Is there any API to get all the 160 bit digests instead of the actual keys(the bin, in my case)?


#2

You can get the digest if you have the key, set of a record - but that seems like going in circles. What are you trying to do? There may be a better way to achieve what your are trying to accomplish in your data model.


#3

My use case is a distributed SOAP/REST web service that returns the records in a batched manner(first, next, next…)

The steps are:

  1. The application where the ‘First’ webservice call lands, fetches a list of all the keys from aerospike.
  2. It responds back with the 1st batch of records and pushes the rest of list of keys to a kafka topic(with single kafka group ID) to distribute it.
  3. The application where the ‘next’ webservice request lands retrieves the next batch(say 1000) of keys from kafka and queries aerospike to fetch the records.
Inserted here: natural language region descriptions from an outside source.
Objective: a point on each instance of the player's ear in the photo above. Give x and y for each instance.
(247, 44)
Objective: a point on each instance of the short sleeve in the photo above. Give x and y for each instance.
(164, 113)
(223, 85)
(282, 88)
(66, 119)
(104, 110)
It then responds back with the list of records.
  4. and so on…

We store the user-keys in a bin too. Each key is of the order of 50-64 bytes. With 15 Mil keys, fetching all the keys at once causes a lot of ‘stress’ on my application. The application also handles real-time traffic at the same time.

I was wondering if I could fetch only the digests(that are 20 bytes each) from aerospike instead of the keys(that are 64 bytes each). That would reduce the memory footprint of the batched webservice in my application.


#4

So you are storing all the keys of the 15 million records - in a set of lookup records? Because you cannot fit 64 bytes keys, 15 million of them in one bin of a single record. Would you clarify where and how you are storing the 64 byte key of these 15 million records? Is it a list bin, spread over 1000 records or so? Do these 15 million records expire or live forever? ie how do you maintain the bin for deletions or expirations if applicable?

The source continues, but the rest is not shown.